True Colors
June is my husband's birthday month, and it's just about over. We drove down to Martinsburg to visit with my mother-in-law, and she treated us to lunch for his birthday at nearby Traditions restaurant.
Traveling was odd. The air quality here was bad, but not as awful as in Pittsburgh; it was as hazy here in mid-afternoon as it is on any 100% humidity August morning. You might look out the window and think it was time for the fair.
But it's not. It's just the smoke from the wildfires in Canada. We feel like renters again, with smokers for neighbors in the apartment complex: you might not want to smoke yourself, but somehow you end up BREATHING smoke because your neighbors are smokers.
So we smoke against our will. And yes, I've been wearing a mask on my walks for the past several days, which sucks. But I like breathing and I like my lungs. A lot. So I'm doing my best to protect them.
We were out and about in the smoke on Wednesday as well, and I had a premonition of how our world will eventually be. I like to walk each day, but the air quality is a problem. I started thinking about going to a Mall to walk, indoors. Then I realized that someday, if the air quality gets worse and worse, maybe we'll ALL spend our days in big, indoor places like that, in some kind of weird, 80s-girl dystopia. But I hope not.
Air quality and all dystopian thoughts aside, I had the Thursday lunch special, which was a sloppy joe with two sides. I picked onion rings and curly fries. My husband had the meatloaf. Lois had a mushroom burger. Everything we had was good.
After the meal, we all wandered over to check out the gift shop, which is lovely. It has a whole section of sewing notions and yard goods; many of them in pretty floral patterns, lined up like rainbows.
As I entered the yard goods area, I spotted about a half-dozen lovely young Mennonite ladies, and they were animatedly moving through that section, looking at fabrics.
They were like Easter eggs; their dresses were all in floral pastel patterns, like the fabric that surrounded them, and I did take a quick, furtive photo, but it didn't turn out like much, which is why you aren't seeing it here.

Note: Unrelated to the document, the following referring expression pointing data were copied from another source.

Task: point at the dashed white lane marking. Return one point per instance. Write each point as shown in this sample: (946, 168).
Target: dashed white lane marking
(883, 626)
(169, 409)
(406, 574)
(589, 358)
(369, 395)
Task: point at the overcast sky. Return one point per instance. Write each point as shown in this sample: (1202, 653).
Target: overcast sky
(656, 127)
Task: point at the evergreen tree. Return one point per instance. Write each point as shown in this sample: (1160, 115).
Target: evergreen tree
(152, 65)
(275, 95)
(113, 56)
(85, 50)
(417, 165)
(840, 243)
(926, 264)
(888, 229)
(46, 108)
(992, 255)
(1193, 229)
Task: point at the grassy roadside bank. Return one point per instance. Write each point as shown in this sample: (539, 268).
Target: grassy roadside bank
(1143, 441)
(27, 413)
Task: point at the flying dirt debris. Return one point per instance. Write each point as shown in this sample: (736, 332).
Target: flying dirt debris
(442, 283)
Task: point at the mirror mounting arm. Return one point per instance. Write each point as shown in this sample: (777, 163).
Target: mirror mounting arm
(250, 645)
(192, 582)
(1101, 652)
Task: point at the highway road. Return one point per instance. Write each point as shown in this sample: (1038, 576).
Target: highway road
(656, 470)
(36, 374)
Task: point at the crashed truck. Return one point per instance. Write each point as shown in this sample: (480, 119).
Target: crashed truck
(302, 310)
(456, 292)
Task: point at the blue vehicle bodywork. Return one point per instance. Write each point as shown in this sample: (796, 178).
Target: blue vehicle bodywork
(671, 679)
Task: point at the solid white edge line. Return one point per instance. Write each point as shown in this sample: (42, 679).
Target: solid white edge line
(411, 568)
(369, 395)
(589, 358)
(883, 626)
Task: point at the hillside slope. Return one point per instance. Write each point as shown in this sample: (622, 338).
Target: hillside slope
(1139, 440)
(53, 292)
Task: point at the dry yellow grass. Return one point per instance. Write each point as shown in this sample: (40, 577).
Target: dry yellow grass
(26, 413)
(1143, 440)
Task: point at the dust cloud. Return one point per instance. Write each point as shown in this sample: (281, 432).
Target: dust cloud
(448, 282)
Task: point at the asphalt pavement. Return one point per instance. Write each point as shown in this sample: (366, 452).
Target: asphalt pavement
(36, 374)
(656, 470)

I thought later that I probably could have simply walked up to the young women, told them how lovely - like butterflies among flowers - they seemed amid the fabric section, and gotten their permission to take a much, much better shot. In the online world, I'm quite brave. You might be surprised how shy I can be face-to-face. Maybe next time I'll work up my nerve.
I did stop amid the sewing notions to take some pictures of the beautiful colors I saw there. There were zippers and ribbons and bobbins galore, and this gorgeously arranged exhibit of assorted threads caught my eye. The shot turned out better than expected and so here it is. Some of my pictures are born with names, and this one has one: it's called True Colors, and that is my soundtrack song, by Cyndi Lauper.